Mutants in Avalon
- Front cover of Mutants in Avalon role-playing game sourcebook
- Author: James Wallis, Kevin Siembieda
- Illustrator: Larry MacDougall
- Cover artist: Kevin Fales
- Language: English
- Series: After the Bomb RPG
- Genre: Post-apocalyptic science fiction
- Publisher: Palladium Books
- Publication date: January 1991
- Publication place: United States
- Media type: Print (paperback)
- Pages: 80
- ISBN: 978-0-916211-47-9
- Preceded by: Mutants of the Yucatan
- Followed by: Mutants in Orbit

= Mutants in Avalon =

Mutants in Avalon is the fifth supplement for the After the Bomb role-playing game, originally based on and compatible with Teenage Mutant Ninja Turtles & Other Strangeness. It was published by Palladium Books in January 1991 and uses the Palladium Megaversal system.

==Publication history==
James Wallis was introduced to Kevin Siembieda of Palladium by Erick Wujcik at GenCon 22 in 1989, which led to Wallis producing role-playing game supplements beginning with Mutants in Avalon (1990).

== Setting ==
The storyline of After the Bomb introduced a post-nuclear warfare setting, centered on the Eastern United States, where most of the area is populated by mutated animals and they form the predominant societies, as opposed to the setting of Teenage Mutant Ninja Turtles & Other Strangeness where mutants live on the fringes of human society. Mutants in Avalon expands that setting to include Great Britain which is divided into eight neo-feudal kingdoms.

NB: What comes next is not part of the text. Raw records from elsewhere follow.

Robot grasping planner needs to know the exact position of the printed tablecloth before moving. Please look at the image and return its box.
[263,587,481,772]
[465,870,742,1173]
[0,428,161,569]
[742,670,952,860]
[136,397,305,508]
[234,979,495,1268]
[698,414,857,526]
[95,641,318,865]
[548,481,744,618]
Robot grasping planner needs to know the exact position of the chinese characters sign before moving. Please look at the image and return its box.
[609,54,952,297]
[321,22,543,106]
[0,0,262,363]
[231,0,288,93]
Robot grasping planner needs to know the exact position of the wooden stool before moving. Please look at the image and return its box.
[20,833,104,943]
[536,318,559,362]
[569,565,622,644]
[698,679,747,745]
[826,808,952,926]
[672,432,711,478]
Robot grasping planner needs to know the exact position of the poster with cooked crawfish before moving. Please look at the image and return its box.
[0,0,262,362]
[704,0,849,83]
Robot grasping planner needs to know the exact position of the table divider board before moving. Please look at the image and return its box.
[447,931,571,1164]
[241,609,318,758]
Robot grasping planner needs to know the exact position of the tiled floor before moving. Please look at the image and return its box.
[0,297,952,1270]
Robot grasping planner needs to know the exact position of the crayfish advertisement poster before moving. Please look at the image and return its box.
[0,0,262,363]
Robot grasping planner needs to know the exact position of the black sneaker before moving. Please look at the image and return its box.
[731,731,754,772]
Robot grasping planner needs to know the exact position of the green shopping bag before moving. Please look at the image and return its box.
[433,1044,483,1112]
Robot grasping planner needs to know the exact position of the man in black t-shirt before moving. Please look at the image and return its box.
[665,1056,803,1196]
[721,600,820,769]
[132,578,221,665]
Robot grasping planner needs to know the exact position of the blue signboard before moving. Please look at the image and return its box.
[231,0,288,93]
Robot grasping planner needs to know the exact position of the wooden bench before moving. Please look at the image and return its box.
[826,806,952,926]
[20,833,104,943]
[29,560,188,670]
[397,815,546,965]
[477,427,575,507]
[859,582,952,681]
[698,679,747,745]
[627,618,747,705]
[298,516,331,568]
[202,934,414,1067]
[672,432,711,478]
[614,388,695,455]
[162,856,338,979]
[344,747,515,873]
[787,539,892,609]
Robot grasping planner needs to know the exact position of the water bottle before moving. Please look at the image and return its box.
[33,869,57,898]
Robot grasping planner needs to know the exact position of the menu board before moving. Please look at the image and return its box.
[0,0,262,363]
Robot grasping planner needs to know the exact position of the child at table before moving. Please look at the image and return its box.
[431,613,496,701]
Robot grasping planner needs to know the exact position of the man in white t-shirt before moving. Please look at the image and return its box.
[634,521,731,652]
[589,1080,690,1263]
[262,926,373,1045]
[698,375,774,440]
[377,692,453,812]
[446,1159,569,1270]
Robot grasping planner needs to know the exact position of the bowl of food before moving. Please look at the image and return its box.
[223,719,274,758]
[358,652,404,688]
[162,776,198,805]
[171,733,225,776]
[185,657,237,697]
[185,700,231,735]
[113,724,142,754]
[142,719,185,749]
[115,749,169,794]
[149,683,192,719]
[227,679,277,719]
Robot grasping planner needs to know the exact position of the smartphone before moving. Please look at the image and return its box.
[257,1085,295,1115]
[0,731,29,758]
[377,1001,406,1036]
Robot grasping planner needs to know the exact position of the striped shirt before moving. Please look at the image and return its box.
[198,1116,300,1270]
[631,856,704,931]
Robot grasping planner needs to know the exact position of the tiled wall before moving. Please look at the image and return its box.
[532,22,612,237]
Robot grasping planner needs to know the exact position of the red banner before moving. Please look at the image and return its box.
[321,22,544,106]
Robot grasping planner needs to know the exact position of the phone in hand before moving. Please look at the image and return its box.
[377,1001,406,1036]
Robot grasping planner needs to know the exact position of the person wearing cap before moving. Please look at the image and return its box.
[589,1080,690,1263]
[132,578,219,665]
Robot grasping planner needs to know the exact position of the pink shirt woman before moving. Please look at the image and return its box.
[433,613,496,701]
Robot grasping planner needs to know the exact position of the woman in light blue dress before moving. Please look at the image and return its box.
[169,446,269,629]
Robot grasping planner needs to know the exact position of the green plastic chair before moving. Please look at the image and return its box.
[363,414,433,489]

The sample plot presented concerns the rise of a new King Arthur and Knights of the Round Table, composed of mutant animals, as well as the threat of pro-human invasion by the organization SAECSN.

The book includes rules on class as a factor in character generation, druidic magic, and a number of new mutant insects as riding beasts and pets.